Community banks had a bit better outing in the fourth quarter of 2019. Net income rose by 4.4% from a year earlier for the smaller banks. The 4,750 FDIC-insured community banks reported a combined quarterly net income of $6.4 billion, a gain of $270.3 million from a year earlier. Some 53.9% of all community banks also reported net income growth. Net interest income for the community banks increased by 2.1% because of a strong 5.5% gain in their annual loan growth. Still, the average community bank’s net interest margin fell by 15 basis points to 3.62%.
The FDIC’s Deposit Insurance Fund balance rose by $1.4 billion from the third quarter of 2019 to a new level of $110.3 billion. Tuesday’s report cited income and interest earned on investment securities as the reserve ratio held steady at 1.41%.

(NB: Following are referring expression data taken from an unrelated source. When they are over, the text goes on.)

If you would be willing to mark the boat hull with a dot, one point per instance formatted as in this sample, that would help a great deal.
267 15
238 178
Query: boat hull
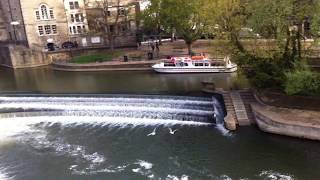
195 70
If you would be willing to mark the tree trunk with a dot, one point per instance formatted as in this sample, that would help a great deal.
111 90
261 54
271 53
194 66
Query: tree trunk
111 43
299 40
189 45
235 41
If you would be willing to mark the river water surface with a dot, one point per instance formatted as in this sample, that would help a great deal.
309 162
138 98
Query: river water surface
124 130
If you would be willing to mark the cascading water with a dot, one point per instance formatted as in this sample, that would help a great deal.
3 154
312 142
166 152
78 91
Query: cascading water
219 116
42 122
149 109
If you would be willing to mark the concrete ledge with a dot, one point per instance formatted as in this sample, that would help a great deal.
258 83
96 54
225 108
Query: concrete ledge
105 66
230 122
287 121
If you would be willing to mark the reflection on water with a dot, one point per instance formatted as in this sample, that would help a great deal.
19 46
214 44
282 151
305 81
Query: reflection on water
106 140
46 80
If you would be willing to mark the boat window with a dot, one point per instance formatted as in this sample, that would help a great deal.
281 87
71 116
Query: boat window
169 65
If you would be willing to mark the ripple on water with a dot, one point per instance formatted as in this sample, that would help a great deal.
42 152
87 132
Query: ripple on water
271 175
4 175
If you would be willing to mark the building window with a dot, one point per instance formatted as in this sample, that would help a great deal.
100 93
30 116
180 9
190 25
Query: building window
111 28
121 12
44 12
37 15
77 29
47 30
54 29
72 18
51 14
74 5
40 30
79 17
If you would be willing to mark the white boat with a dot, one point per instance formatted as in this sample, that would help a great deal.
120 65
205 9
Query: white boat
195 64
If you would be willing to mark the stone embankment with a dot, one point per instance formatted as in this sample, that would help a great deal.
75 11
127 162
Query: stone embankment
290 122
246 108
105 66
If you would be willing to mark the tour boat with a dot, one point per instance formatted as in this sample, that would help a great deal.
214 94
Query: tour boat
195 64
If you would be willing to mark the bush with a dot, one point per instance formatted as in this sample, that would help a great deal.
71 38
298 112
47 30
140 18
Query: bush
263 72
302 82
94 58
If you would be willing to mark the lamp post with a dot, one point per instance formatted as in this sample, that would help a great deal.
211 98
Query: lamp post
14 24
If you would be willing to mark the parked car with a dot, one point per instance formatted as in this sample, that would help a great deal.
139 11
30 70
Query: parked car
68 45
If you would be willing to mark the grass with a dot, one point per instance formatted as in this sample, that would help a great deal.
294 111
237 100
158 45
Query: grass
94 58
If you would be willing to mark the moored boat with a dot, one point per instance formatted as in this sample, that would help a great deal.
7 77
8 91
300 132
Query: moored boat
195 64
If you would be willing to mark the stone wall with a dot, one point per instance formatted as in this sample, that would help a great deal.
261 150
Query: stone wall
271 120
18 56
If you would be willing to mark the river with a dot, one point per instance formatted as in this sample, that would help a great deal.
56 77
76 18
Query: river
134 125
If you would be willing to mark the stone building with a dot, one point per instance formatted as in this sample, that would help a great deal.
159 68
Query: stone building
37 22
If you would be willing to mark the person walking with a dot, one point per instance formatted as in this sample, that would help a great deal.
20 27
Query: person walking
157 49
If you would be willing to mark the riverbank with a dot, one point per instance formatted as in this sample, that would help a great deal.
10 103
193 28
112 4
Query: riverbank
105 66
289 122
273 113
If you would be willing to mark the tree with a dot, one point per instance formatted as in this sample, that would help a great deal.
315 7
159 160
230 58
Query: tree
186 17
283 21
107 17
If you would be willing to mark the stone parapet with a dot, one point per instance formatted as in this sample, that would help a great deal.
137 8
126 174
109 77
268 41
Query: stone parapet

As for overall asset quality, the average noncurrent loan rate was shown to have remained relatively stable from the third quarter. Noncurrent balances declined for all major loan categories except for credit card loans. Those noncurrent balances increased by $1.3 billion, and while that is a small number, it is a 10.3% rise. The net charge-offs rose by 1.4% (or $1.3 billion) from a year earlier as well. FDIC data indicated that the average net charge-off rate was higher by just four basis points to 0.54%. Asset quality metrics for community banks showed that the noncurrent rate fell by three basis points to 0.75% while the net charge-off rate rose by three basis points to 0.18%.
FDIC Chair Jelena McWilliams said:
The banking industry remains strong, despite declines in full-year and quarterly net income. Loan balances continue to rise, asset quality indicators are stable, and the number of ‘problem banks’ remains low. Community banks reported another positive quarter. Net income at community banks improved because of higher net operating revenue, and the annual loan growth rate at community banks exceeded the overall industry… During the second half of 2019, we saw three reductions in short-term interest rates and yield-curve inversions. These factors present challenges for banks’ credit extension and funding. It is vital that banks maintain careful underwriting standards and prudent risk management in order to maintain lending through economic fluctuations.
It would be easy to point out that there were some negative trends at work. It also would be easy to point out that overall profitability remains quite high, as the FDIC’s chart shown bank profitability (net income, see below) is still at very high levels. The question for the first quarter of 2020, and perhaps beyond, is how well the banking sector can do as the yield curve inverted and as longer-term interest rates (10-year to 30-year maturities) are facing record low yields.